10TH EDITION
• AUTHOR(S)SHEILA L. VIDEBECK
TEST BANK
UNIT 1 — CURRENT THEORIES & PRACTICE
1.
Reference: Ch. 1 — Foundations of Psychiatric–Mental Health
Nursing — Mental Health and Mental Illness
Stem: A 28-year-old male presents to the clinic saying he is
“stressed and not sleeping for weeks,” reports job loss last
month, tearfulness, and difficulty concentrating. He denies
suicidal intent but says “I don’t feel like myself.” As the
psychiatric nurse, which initial nursing action most
appropriately applies the contemporary recovery and strengths-
based perspective?
A. Administer a standardized depression screening and
,schedule follow-up in two weeks.
B. Validate his distress, ask about current supports and coping
strengths, and co-create immediate, small achievable goals.
C. Provide psychoeducation about major depressive disorder
and initiate a referral to psychiatry for medication.
D. Advise him to avoid stressors and return if symptoms worsen.
Correct answer: B
Rationale — Correct: Validating distress while assessing
supports and strengths, and co-creating immediate attainable
goals, aligns with the recovery model and person-centered care;
it promotes engagement, builds self-efficacy, and guides
immediate safety/functional planning.
Rationale — A: Screening is appropriate but insufficient alone;
it delays collaborative planning and neglects strengths and
immediate supports.
Rationale — C: Psychoeducation and referral may be indicated,
but immediate collaborative goal setting and support
assessment should precede assuming need for medication.
Rationale — D: Passive monitoring minimizes therapeutic
engagement and delays intervention for functioning and safety.
Teaching point: Start with validation, strengths assessment, and
collaborative short-term goals.
Citation: Videbeck, S. L. (2025). Psychiatric–Mental Health
Nursing (10th ed.). Ch. 1.
, 2.
Reference: Ch. 1 — Foundations — Diagnostic and Statistical
Manual of Mental Disorders (DSM)
Stem: A nurse is admitting a 45-year-old woman with chronic
anxiety. The physician asks the nurse to document a DSM
diagnosis in the nursing assessment form.
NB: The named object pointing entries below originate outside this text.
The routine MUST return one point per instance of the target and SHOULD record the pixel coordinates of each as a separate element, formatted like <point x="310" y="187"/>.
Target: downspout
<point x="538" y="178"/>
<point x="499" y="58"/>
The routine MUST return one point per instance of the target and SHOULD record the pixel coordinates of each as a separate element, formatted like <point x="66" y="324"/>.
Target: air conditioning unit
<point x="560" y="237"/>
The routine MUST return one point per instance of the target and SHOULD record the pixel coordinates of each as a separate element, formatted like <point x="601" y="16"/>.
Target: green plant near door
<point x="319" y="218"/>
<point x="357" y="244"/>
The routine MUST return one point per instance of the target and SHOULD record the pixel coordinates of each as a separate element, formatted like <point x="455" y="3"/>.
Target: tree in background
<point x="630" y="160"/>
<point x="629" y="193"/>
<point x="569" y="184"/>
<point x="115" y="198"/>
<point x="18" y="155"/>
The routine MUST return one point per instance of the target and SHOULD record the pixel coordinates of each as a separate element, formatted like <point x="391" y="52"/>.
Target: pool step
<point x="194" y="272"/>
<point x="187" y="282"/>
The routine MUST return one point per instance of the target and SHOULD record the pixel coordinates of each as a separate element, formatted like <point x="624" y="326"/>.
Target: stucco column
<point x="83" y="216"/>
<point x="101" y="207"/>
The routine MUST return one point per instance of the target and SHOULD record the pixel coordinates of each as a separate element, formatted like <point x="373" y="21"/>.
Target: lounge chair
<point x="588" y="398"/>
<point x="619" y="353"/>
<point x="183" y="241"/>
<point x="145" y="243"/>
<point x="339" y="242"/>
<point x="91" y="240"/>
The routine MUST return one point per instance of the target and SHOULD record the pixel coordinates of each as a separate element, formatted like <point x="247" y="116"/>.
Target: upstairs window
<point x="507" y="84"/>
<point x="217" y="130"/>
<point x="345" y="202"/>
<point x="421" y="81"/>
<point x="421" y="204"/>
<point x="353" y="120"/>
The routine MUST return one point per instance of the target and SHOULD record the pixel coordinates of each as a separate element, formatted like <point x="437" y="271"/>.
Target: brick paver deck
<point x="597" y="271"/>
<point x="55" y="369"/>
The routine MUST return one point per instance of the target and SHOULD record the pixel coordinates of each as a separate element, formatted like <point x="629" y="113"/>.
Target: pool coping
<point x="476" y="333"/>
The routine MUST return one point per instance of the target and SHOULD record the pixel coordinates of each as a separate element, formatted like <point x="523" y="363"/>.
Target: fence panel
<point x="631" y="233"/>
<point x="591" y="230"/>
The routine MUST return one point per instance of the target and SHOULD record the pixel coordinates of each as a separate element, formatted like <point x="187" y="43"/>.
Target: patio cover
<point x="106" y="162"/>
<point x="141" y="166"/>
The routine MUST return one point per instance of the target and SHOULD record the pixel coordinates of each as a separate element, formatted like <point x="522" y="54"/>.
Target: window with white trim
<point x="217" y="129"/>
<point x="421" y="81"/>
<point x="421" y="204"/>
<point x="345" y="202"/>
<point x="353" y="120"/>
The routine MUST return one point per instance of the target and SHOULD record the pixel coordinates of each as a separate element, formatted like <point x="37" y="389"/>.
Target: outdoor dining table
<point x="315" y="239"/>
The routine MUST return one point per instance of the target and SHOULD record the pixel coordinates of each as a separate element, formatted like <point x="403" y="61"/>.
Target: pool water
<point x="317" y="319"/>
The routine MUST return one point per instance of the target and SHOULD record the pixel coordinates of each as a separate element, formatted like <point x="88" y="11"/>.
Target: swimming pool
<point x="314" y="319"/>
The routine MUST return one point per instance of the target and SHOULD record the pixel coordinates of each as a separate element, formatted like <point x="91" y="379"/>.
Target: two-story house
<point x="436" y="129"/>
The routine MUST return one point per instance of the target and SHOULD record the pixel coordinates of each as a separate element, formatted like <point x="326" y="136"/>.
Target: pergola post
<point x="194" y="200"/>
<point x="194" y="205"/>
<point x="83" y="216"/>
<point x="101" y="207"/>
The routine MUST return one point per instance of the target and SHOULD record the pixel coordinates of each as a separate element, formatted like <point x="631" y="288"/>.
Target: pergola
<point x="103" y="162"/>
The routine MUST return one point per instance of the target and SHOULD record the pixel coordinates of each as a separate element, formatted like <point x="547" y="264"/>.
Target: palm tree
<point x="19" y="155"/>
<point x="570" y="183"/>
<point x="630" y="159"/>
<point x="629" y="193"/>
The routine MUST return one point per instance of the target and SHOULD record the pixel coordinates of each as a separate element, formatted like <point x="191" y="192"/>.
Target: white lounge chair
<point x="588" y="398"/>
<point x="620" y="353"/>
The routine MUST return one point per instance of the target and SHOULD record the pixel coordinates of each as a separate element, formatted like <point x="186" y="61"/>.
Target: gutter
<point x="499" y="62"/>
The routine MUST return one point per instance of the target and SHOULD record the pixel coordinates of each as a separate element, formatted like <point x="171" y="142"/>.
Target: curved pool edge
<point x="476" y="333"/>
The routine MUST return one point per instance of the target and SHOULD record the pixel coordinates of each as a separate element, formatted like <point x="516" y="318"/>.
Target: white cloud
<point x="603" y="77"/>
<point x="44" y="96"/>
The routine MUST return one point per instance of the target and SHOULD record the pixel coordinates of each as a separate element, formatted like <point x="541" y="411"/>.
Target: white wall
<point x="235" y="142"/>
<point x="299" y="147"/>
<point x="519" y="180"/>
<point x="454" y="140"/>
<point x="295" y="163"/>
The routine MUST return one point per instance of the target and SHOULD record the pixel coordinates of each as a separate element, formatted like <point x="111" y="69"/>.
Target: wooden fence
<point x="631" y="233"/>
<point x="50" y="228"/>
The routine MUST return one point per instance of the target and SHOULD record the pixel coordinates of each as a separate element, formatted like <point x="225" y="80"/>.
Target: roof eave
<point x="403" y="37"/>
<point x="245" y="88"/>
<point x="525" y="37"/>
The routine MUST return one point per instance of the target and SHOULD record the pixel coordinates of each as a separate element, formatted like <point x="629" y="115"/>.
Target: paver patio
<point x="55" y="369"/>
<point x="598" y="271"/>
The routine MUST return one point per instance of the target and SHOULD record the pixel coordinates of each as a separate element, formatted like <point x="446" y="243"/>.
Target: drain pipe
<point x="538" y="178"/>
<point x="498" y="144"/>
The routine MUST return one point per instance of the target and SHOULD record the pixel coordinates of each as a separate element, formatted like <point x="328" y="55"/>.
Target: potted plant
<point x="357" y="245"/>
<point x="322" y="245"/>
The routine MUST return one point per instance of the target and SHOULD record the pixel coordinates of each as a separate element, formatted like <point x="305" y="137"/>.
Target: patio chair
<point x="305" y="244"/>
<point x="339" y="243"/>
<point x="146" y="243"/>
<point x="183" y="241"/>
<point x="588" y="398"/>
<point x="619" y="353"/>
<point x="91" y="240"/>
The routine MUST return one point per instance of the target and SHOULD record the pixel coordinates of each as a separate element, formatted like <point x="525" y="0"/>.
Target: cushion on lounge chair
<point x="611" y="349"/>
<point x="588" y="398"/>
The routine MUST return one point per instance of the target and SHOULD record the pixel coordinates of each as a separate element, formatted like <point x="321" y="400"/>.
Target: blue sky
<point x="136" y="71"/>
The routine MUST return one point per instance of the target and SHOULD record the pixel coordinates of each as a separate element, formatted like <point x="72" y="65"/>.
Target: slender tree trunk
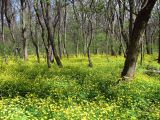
<point x="139" y="27"/>
<point x="159" y="40"/>
<point x="65" y="29"/>
<point x="43" y="34"/>
<point x="147" y="43"/>
<point x="24" y="32"/>
<point x="48" y="24"/>
<point x="90" y="30"/>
How should the
nurse respond to support accurate, legally appropriate
documentation?
A. Refuse and state that only the psychiatrist may record a DSM
diagnosis in any chart.
B. Record observed symptoms and functional impacts using
objective nursing language and note that diagnosis is pending
clinician evaluation.
C. Enter the physician’s bedside impression as the DSM
diagnosis without amendments.
D. Use common lay terms (e.g., “nervous disorder”) to avoid
potential labeling.
Correct answer: B
Rationale — Correct: Nurses document nursing assessment
data (observed signs, symptoms, functional impairment) and
may note that diagnostic determination is by a licensed
clinician; objective nursing language supports multidisciplinary
diagnosis without overstepping scope.
Rationale — A: Absolute refusal is inappropriate; nurses should
clarify scope but still document assessments and collaborate.
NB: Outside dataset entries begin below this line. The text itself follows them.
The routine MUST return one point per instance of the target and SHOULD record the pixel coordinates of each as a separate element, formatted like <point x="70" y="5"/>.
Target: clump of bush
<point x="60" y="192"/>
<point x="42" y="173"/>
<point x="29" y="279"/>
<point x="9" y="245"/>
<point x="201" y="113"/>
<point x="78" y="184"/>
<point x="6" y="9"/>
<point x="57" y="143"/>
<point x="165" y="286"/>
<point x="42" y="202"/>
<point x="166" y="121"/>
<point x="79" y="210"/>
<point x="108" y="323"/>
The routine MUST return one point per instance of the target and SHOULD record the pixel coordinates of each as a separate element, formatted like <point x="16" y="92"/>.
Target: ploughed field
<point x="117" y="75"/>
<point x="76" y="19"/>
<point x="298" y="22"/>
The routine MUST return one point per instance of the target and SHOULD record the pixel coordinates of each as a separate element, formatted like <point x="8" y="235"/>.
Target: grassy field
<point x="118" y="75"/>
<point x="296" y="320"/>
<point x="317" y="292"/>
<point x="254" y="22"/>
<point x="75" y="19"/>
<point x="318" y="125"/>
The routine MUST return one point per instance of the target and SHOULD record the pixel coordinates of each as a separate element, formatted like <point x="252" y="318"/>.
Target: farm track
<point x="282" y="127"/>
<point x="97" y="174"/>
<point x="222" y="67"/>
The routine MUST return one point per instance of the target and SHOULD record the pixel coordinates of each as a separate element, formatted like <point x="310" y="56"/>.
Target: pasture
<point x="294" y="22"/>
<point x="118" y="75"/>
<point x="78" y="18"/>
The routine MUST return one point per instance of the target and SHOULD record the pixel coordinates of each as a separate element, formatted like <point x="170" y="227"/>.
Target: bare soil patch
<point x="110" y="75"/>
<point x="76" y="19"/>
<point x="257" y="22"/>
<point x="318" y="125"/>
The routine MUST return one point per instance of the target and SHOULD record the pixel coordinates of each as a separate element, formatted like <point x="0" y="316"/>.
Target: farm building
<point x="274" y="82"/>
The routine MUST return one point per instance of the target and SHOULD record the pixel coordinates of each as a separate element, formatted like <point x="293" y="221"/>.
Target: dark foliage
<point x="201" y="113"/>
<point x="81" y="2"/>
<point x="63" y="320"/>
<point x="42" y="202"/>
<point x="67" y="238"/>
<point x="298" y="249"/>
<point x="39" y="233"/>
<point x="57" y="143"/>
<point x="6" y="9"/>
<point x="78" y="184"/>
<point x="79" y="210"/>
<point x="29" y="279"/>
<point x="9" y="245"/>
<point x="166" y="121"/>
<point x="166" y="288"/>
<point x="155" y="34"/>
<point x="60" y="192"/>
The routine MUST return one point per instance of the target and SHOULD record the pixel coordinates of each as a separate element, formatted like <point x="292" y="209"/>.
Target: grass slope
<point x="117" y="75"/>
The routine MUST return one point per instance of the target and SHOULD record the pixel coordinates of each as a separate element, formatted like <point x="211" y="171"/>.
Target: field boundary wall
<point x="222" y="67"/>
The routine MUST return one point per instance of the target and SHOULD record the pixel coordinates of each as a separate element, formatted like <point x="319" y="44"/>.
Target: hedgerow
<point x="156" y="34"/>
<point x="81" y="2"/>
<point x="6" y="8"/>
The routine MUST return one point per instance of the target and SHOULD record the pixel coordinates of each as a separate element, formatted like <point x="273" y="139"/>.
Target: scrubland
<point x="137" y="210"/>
Rationale — C: Recording an unverified clinician diagnosis as
, nursing documentation can blur roles and legal accountability.
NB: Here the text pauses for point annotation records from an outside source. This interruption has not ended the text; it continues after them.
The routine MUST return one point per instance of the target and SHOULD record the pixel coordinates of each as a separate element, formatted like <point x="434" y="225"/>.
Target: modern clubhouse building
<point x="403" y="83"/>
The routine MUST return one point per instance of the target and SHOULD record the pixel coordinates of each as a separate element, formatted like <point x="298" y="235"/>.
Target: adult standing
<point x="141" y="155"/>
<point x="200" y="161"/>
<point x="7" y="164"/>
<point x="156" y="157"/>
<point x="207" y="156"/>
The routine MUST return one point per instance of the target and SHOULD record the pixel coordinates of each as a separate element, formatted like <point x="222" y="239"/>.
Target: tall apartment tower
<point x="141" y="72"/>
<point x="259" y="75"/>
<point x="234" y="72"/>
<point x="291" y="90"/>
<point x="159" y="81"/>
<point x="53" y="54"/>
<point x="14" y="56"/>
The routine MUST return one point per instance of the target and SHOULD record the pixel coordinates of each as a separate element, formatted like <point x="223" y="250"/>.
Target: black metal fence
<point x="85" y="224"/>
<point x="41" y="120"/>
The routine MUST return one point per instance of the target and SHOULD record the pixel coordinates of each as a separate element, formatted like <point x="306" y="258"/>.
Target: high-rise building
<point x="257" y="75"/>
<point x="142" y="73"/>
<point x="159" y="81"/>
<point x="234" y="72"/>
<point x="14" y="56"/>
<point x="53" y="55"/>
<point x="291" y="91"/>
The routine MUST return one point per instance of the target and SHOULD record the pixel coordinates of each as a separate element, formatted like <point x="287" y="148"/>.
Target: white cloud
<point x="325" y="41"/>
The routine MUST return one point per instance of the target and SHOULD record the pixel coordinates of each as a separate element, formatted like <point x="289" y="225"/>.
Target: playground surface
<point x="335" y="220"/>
Rationale — D: Lay terms are vague and reduce clinical
usefulness; precise, objective nursing language is required.
Teaching point: Document objective signs, symptoms, and
functional impact; avoid assigning medical diagnoses.
Citation: Videbeck, S. L. (2025). Psychiatric–Mental Health
Nursing (10th ed.). Ch. 1.
3.
Reference: Ch. 1 — Foundations — Historical Perspectives of
Treatment of Mental Illness
Stem: A student nurse asks why contemporary psychiatric
nursing emphasizes therapeutic relationships and patient rights,
asking the instructor to explain in clinical terms. Which
explanation best links historical abuses to current nursing
responsibilities?
A. Because past custodial care led to stigma, current nursing
focuses exclusively on medication compliance to reduce
relapse.
B. Historical institutionalization underscored the need for
patient autonomy, therapeutic relationship, and advocacy in
contemporary psychiatric nursing practice.
C. Early psychiatric practices were largely effective; modern
nurses keep the same approach but in community settings.
D. Historical practices are irrelevant to modern care and need
not influence current therapeutic decisions.